Your comprehensive travel guide to Dubai - All in one place!
Dubai is the United Arab Emirates' holiday hot spot. This city of high-rises and shopping malls has transformed itself from a desert outpost to a destination, where tourists flock for sales bargains, sunshine, and family fun. Dubai is famous for sightseeing attractions such as the Burj Khalifa (the world's tallest building) and shopping malls that come complete with mammoth aquariums and indoor ski slopes.
But this city has many cultural highlights and things to do. Take a wander around the Bastakia district, and you'll discover the Dubai of old, then cruise along Dubai Creek in a traditional dhow, and you'll soon realize there's more to this city than its flashy veneer.
Dubai is situated on the Persian Gulf shoreline of the United Arab Emirates and is generally at sea level (16 m or 52 ft above). The emirate of Dubai shares outskirts to Abu Dhabi in the south, Sharjah in the upper east, and the Sultanate of Oman in the southeast. Hatta, a minor exclave of the emirate, is enveloped on three sides by Oman and by the emirates of Ajman (in the west) and Ras Al Khaimah (in the north). Dubai is actually featured with a desert backdrop having sand dunes, oases as well as wadis (dried river beds). Dubai is also blessed with some magnificent offshore islands, coral reefs and salt marshlands. You will be surprised to know that Dubai also has a range of mountains located close to Gulf of Oman.
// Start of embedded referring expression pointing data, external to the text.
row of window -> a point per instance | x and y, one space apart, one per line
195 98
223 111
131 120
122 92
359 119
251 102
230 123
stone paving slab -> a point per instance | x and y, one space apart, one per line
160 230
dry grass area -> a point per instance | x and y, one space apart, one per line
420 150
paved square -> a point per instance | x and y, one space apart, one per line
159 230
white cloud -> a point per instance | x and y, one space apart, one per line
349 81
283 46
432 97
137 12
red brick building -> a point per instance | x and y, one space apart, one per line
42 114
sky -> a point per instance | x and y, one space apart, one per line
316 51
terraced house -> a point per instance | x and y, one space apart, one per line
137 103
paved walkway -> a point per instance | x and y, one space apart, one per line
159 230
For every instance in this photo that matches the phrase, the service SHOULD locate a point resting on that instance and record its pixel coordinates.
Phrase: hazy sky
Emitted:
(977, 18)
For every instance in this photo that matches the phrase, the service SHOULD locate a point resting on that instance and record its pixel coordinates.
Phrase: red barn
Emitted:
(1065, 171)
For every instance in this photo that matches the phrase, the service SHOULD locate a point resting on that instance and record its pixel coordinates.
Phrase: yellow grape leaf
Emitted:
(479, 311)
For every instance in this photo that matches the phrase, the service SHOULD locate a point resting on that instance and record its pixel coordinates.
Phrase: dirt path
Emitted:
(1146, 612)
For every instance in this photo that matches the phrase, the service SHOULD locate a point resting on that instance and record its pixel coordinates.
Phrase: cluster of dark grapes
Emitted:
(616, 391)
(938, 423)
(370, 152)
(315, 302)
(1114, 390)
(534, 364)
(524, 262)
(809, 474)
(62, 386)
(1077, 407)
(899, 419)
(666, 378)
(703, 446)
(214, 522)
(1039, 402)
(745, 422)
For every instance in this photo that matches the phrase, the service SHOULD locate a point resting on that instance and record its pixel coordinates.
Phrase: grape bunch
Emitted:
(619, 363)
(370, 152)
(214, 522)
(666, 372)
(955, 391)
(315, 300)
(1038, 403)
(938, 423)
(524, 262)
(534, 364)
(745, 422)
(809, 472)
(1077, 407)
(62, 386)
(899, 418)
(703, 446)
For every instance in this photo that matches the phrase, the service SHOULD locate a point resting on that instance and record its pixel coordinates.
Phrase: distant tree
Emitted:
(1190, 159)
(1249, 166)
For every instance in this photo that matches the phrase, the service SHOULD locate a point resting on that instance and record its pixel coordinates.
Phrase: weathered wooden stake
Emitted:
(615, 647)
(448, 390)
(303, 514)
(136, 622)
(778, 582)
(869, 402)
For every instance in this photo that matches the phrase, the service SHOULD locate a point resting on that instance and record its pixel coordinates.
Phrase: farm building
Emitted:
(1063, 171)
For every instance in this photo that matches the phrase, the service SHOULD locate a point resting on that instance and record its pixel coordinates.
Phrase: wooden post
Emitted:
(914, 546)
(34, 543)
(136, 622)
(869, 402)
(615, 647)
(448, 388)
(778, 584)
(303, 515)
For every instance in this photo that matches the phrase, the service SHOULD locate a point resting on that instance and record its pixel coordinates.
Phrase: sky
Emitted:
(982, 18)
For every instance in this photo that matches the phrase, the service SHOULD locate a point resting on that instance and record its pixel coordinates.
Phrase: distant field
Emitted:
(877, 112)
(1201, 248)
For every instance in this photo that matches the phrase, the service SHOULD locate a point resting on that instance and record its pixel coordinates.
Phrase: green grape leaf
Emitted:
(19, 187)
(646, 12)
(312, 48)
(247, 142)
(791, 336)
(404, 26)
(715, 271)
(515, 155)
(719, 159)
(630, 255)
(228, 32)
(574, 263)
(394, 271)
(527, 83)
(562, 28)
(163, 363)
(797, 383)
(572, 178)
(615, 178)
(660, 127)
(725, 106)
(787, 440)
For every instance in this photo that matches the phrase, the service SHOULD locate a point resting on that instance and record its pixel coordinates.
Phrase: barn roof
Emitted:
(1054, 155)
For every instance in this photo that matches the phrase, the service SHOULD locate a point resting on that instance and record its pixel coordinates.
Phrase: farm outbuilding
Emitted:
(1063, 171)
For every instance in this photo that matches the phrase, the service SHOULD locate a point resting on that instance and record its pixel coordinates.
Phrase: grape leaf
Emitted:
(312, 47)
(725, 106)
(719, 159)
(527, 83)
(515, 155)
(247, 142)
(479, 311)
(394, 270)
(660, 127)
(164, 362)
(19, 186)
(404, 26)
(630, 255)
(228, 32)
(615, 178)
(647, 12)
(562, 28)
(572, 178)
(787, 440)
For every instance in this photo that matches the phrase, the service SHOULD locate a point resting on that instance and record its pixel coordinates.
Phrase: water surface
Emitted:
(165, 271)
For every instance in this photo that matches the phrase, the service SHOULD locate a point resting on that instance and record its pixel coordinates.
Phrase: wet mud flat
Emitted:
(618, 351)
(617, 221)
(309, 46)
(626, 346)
Islam is inextricably intertwined with the very fabric of UAE society. Muslims see the Qur’an literally as the word of God, and it issues very specific moral guidelines, dealing with all issues of daily living. For this reason, the book itself is strongly revered and must be respectfully treated. Although the most open of Arab societies in its culture, the Muslim tradition in Dubai is no different.
Ramadan, the holy month for Muslims, is marked by prayer, fasting and charity. As an Islamic country, Dubai culture is no different and many restaurants and cafes close during daylight hours. Non-Muslims should not eat, drink or smoke in public, but do so only in private or at specially closed off hotel restaurants.
Relative to its size and oil wealth, the UAE has a small population, estimated at 2,624,000 in 1997. Before 1970, the local population was tiny (estimated at eighty-six thousand in 1961) and lacked most of the technical skills needed for a modern society. The commercial production of oil triggered rapid population growth as a result of an increase in the national population from improvements in diet, health care, and living standards and the importation on a large scale of mostly male foreign laborers. The latter factor has generated a dependence on expatriate labor; the UAE has become a multiethnic society, and Emirati nationals account for only about 20 percent of the population. This has created an imbalanced population composition in favor of males; in 1997, there were 1,755,000 males and 869,000 females.
About two-thirds of the immigrants are Asians, mainly from India, Pakistan, Iran, Sri Lanka, Bangladesh, and the Philippines. The remainder are Arabs, Europeans, and Americans.